E a doutrina divide ou classifica os procedentes jurisprudenciais em: a) precedentes declarativos, que declaram o direito em normas já existentes; b) precedentes criativos, os que criam e aplicam nova norma jurídica; c) precedentes persuasivos, que não há uma exigência de serem seguidos pelo juiz que preside determinadas demandas, como, por exemplo, ser chamado à aplicação de posicionamento jurisprudencial de Tribunal pelo qual não se está sujeito; e d) precedentes obrigatórios, estes subdivididos em absolutos e relativos. Os precedentes obrigatórios absolutos, ou coercitivos, seriam aqueles que necessariamente devem ser observados, independente que se entenda que suas razões sejam corretas ou não, e os precedentes obrigatórios relativos são aqueles que o órgão judicante poderá afastá-los com a devida fundamentação.
Mas, como pontua Humberto Theodoro Júnior, “o Novo Código de Processo Civil vai muito além e encaminha-se para uma aproximação maior com a common law, estendendo o dever de submissão ao precedente, principalmente àquele dos tribunais superiores, como regra geral, sem limitar-se às súmulas qualificadas como vinculantes (art. 926)” (Curso de Processo Civil: Teoria Geral do Direito Processual Civil, Processo de Conhecimento, Procedimento Comum. Vl. 1. 58ª ed. Rio de Janeiro: Revista dos Tribunais, 2017, p. 43).
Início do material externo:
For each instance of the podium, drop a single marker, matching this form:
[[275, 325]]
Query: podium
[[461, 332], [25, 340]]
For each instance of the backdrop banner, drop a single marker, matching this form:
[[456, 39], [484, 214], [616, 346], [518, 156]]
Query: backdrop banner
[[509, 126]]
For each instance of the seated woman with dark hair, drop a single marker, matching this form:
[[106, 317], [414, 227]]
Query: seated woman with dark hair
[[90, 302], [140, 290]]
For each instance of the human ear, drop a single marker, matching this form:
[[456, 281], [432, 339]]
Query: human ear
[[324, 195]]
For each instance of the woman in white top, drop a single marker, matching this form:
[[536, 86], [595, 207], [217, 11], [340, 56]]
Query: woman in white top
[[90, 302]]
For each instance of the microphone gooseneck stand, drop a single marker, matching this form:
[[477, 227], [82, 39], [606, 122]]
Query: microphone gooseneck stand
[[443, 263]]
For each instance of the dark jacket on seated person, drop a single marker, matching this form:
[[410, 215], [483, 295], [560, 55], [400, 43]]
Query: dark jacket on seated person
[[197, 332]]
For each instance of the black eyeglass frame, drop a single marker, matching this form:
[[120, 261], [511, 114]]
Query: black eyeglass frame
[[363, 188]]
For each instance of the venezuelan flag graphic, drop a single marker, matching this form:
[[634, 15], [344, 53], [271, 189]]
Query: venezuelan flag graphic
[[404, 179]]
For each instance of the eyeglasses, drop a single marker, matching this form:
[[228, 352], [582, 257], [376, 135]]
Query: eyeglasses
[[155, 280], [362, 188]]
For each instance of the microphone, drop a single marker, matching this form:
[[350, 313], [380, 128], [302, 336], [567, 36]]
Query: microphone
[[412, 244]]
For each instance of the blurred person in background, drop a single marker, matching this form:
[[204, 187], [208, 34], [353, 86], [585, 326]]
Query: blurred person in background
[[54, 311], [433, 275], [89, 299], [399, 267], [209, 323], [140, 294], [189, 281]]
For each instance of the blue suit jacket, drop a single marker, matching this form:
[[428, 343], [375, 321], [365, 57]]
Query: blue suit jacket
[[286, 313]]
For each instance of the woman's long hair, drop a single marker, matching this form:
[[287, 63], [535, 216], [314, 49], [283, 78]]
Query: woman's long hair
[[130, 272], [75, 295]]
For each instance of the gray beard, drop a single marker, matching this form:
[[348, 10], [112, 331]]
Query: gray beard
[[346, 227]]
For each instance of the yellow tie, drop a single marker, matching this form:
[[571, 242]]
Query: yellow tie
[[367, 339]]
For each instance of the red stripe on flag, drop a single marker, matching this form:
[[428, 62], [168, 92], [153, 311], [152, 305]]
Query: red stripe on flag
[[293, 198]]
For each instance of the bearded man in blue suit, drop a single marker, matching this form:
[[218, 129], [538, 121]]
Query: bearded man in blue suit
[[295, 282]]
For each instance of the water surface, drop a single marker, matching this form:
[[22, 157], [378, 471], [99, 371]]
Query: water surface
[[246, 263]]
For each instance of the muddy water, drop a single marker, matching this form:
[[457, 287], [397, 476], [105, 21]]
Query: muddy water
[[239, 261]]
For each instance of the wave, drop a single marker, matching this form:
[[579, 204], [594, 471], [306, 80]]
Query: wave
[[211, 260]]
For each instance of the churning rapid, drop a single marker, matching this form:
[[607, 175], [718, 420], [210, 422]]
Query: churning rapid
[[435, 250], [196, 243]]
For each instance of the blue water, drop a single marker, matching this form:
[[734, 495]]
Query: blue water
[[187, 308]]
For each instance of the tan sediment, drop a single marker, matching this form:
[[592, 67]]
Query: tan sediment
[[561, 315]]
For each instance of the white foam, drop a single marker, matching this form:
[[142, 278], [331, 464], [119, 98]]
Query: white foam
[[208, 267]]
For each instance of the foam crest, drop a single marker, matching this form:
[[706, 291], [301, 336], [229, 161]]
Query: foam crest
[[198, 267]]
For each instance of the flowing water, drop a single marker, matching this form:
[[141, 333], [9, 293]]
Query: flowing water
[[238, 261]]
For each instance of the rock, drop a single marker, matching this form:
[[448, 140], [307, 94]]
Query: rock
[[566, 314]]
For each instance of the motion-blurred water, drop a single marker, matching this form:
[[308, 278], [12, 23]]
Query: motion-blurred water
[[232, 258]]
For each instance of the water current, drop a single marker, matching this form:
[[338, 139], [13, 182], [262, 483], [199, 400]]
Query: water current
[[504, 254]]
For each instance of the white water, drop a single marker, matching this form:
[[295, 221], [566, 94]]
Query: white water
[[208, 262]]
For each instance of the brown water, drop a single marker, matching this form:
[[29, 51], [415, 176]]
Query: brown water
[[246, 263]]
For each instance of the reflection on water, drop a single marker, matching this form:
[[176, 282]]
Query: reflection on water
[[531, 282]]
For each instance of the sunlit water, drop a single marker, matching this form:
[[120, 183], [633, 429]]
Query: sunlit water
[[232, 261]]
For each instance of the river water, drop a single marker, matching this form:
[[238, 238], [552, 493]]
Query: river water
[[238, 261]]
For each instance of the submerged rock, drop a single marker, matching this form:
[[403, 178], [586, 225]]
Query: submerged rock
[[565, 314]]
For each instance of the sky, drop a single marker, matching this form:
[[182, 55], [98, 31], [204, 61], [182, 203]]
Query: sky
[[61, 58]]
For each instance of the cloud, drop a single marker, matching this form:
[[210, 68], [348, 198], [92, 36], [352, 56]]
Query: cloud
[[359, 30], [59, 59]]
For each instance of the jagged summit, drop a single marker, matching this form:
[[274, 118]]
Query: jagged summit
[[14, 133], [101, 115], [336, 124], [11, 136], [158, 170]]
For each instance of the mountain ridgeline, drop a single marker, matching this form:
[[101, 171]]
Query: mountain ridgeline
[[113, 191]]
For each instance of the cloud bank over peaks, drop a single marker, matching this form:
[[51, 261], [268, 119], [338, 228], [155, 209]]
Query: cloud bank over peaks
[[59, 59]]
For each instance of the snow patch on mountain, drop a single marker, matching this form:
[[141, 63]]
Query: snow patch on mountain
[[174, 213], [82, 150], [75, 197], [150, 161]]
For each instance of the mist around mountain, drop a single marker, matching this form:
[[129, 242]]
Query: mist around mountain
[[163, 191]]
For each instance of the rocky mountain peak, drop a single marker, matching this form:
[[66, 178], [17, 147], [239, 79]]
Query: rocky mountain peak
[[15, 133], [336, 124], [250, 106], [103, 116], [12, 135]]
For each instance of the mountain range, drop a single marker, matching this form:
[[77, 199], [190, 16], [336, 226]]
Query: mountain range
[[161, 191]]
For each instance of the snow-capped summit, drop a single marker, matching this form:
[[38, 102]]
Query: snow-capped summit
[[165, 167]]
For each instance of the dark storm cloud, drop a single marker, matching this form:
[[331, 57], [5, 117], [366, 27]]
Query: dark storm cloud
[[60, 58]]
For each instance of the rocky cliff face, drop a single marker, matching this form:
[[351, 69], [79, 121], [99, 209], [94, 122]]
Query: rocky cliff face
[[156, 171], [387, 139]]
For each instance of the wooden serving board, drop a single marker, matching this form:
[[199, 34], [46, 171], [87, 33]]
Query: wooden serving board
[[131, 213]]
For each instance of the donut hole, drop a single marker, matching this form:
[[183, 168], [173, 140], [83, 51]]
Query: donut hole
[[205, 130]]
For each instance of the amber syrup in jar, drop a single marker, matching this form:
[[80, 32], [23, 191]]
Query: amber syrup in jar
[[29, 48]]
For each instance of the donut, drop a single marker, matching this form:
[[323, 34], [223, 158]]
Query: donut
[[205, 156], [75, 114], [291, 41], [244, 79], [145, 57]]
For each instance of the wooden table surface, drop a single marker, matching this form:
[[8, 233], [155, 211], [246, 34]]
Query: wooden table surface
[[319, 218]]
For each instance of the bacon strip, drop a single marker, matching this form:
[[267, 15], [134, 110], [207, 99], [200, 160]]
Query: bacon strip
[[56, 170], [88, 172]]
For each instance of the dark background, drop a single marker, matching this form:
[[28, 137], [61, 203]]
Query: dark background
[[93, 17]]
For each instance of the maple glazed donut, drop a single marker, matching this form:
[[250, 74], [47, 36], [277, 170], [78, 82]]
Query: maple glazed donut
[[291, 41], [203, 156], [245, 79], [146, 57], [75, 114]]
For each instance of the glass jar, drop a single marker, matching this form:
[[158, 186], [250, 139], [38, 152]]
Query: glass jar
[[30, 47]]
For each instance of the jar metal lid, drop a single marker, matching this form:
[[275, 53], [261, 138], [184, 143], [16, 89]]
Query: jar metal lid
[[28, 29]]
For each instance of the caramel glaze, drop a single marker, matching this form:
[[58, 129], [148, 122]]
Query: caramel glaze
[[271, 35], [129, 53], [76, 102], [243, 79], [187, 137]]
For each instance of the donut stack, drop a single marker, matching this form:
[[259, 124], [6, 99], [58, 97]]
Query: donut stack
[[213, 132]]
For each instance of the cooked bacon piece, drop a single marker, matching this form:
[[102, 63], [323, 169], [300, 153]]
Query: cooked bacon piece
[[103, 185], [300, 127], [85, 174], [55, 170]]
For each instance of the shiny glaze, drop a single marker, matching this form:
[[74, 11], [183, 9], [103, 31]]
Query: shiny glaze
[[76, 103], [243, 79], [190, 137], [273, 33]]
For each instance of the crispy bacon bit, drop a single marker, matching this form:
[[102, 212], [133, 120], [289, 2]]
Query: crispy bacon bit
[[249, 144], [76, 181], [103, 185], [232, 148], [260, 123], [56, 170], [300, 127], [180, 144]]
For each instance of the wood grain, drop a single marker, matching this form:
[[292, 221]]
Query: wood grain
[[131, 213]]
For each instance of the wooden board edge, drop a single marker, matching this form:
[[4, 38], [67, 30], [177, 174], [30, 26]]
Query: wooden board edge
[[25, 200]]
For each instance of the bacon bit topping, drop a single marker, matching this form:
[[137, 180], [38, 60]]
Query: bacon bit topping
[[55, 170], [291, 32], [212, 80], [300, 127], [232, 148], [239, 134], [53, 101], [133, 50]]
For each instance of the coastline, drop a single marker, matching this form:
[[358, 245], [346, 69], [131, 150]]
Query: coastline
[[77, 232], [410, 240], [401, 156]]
É importante frisar que ao se falar em precedente obrigatório absoluto ou relativo, ou persuasivo, não retira o fato de que em si os precedentes são mutáveis conforme a origem da divergência por meio de sua superação, ou afastado pela técnica de confronto.
Assevera-se na aplicação da técnica ou método do distinguishing (distinção) ou transformation (transformação). No primeiro caso traduz um método de confronto na qual o juiz demonstra as razões que o impele de não aplicar o precedente sobre o caso concreto em julgamento, o afastando e no segundo, seria a transformação do precedente adaptando-o as necessidade e atribuições do direito vigente. E como técnica de superação, que seria a substituição de um precedente pela perda de sua força, pode se dar por meio da overruling (anulando ou modificando), em que a incidência do precedente é limitada pelo tribunal pela superveniência de regra ou princípio, logo, a sua superação é parcial e pelo overriding (primordial) o precedente é revogado, podendo se dar em retrospectiva (retrospective), com efeito ex tunc; prospectiva (prospective), com efeito ex nuc; e antecipatório (antecipatory), pelo precedente não constituir good law, revogação preventiva.
Segundo o Fórum Permanente de Processualistas Civis, o qual reúne estudiosos do direito processual civil brasileiro, enunciou-se o entendimento que:
“O órgão jurisdicional trabalhista pode afastar a aplicação do procedimento vinculante quando houver distinção entre o caso sob julgamento e o paradigma, desde que demonstre, fundamentadamente, tratar-se de situação particularizada por hipótese fática distinta, a impor solução jurídica diversa”. (E. 326, 2017).
Tal constatação revela o diálogo entre as fontes do direito processual comum com o trabalhista, tomadas em áreas e subáreas autônomas e instrumentalizadas.
O método de estabilização por meio de precedentes tem origem no direito anglo-saxônico, que no Brasil vem sendo fonte de inspiração continua, sendo que a uniformização de jurisprudência foi expressamente prevista após a reforma do Código de Processo Civil de 1939 (Decreto-lei n. 1.608 de 1939) dada Lei n. 1.661de 1952. Depois veio o Código de Buzaid, Lei n. 5869 de 1973, trouxe previsão das súmulas e o recurso repetitivo incluído pela Lei n. 11.672 de 2008. E a Emenda Constitucional n. 45 de 2004 que acrescento a Constituição da República Federativa do Brasil, de 1988, o artigo 103-A, por meio das súmulas vinculantes, trazendo o conceito de precedente obrigatório.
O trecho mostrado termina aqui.